Last week the Department of Justice denied preclearance to Texas’s law requiring voters to present photo identification under Section 5 of the Voting Rights Act. Section 5 requires states and jurisdictions with a demonstrated history of passing discriminatory election laws to get approval from the DOJ for any change to laws governing the time, place or manner in which an election is conducted. Within days Texas filed a challenge in federal court arguing that Section 5 is unconstitutional. Texas Attorney General Greg Abbott maintains that the federal government exceeded its authority and violated the Tenth Amendment when it passed the measure. Conservative opponents of civil rights are eager to see that challenge succeed. Writing in National Review—which opposed the civil rights movement—vice chairman of the US Commission on Civil Rights and conservative scholar Abigail Thernstrom argues that Section 5 is outdated. National Review’s evolution on the subject is the standard conservative slither on civil rights. First you oppose it. Then, when society has evolved and you look like a bigot, you accept it. Then, as soon as humanly possible, you argue it was necessary at the time but no longer is.

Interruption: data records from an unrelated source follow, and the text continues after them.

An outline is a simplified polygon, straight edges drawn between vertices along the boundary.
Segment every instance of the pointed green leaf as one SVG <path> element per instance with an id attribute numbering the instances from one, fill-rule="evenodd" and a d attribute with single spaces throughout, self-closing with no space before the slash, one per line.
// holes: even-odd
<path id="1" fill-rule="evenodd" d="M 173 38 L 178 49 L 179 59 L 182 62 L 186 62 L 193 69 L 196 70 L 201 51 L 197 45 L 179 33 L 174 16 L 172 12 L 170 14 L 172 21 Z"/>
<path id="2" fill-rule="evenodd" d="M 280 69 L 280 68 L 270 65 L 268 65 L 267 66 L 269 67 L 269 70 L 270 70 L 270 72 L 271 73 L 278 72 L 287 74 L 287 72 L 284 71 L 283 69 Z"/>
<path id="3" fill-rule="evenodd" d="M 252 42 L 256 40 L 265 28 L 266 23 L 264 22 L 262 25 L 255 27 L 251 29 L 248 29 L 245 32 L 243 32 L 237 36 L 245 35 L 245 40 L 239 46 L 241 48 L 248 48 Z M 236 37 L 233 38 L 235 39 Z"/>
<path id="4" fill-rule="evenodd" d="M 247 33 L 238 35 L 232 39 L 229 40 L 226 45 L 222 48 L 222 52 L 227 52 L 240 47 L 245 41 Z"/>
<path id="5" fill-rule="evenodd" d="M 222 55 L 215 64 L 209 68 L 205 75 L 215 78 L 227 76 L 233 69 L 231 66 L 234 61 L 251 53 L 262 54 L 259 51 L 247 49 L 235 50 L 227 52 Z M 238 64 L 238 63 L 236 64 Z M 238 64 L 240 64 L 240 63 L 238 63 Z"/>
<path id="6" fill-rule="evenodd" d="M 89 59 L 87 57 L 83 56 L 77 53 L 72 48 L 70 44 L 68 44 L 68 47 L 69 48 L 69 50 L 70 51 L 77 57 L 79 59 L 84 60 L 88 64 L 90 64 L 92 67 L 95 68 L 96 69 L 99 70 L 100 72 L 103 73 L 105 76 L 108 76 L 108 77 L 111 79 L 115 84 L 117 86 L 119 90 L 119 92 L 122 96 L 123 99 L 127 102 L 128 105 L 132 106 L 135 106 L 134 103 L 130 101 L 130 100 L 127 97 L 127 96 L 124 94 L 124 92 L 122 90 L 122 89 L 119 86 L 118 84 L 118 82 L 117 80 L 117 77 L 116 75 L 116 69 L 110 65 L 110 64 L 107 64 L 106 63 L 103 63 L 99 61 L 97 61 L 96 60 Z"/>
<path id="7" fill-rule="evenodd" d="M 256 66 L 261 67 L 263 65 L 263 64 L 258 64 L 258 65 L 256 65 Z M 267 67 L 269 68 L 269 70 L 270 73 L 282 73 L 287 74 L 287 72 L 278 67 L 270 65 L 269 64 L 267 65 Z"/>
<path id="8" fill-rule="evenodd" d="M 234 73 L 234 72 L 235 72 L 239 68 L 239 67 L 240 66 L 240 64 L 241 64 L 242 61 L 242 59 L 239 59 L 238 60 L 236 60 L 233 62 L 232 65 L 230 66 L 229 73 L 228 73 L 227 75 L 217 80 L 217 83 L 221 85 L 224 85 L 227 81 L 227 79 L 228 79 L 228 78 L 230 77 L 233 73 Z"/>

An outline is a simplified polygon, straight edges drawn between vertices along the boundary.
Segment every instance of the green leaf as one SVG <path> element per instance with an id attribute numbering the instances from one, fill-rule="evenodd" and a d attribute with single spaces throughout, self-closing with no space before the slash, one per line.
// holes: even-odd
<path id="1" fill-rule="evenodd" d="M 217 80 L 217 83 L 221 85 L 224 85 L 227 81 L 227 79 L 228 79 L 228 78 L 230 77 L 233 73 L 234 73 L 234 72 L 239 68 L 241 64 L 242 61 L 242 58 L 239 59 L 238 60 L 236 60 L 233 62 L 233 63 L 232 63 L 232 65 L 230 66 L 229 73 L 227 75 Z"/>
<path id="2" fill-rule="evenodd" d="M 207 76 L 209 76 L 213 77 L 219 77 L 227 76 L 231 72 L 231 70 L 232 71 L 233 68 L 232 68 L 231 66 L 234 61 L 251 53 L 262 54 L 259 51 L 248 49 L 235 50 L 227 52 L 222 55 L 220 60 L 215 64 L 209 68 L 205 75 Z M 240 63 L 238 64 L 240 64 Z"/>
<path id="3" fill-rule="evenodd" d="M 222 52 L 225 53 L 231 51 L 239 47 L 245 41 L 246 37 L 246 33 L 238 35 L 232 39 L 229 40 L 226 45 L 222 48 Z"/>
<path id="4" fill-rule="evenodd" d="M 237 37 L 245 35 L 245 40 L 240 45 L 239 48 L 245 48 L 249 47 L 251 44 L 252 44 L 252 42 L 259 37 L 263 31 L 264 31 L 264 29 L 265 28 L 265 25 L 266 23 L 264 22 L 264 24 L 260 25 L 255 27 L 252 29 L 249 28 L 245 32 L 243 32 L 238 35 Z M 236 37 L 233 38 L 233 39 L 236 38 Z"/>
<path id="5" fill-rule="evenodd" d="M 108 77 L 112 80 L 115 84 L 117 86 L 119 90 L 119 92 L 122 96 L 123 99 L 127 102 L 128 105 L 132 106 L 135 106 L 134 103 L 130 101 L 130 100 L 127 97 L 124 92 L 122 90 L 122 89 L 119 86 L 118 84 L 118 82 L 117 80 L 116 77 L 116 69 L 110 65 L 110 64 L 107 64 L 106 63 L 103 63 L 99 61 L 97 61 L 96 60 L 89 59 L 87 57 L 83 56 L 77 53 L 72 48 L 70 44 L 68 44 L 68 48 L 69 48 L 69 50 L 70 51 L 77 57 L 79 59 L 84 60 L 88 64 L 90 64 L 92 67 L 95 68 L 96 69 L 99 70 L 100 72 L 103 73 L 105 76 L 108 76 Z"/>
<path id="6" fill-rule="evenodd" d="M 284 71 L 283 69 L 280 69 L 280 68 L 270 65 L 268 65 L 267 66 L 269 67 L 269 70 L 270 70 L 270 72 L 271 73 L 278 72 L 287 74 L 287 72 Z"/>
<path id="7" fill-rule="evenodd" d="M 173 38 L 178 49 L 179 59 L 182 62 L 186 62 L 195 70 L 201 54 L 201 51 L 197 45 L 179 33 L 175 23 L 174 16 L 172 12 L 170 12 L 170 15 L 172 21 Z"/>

“The Voting Rights Act was absolutely essential in ending the brutal regime of racial subjugation in the South, but it has become a period piece—anti-discrimination legislation passed at a time when southern blacks were kept from the polls by violence, intimidation, and fraudulent literacy tests,” writes Thernstrom. “Those disfranchising devices are as unlikely to return as segregated water fountains.” Thernstrom focuses most of her argument on the question of redistricting, and she argues that increasing residential integration and ethnic and socioeconomic diversity within minority communities makes the creation of majority-minority districts either unnecessary or impossible. “The notion of a ‘black community’ as the foundation of a black legislative district is also becoming an anachronism.”
There are two separate arguments being advanced by civil rights opponents: that Section 5 is unconstitutional because it falls outside the federal government’s enumerated powers, and that it is bad policy. Both are bogus. Section 5 is clearly constitutional, and we very much need it to protect the right to vote.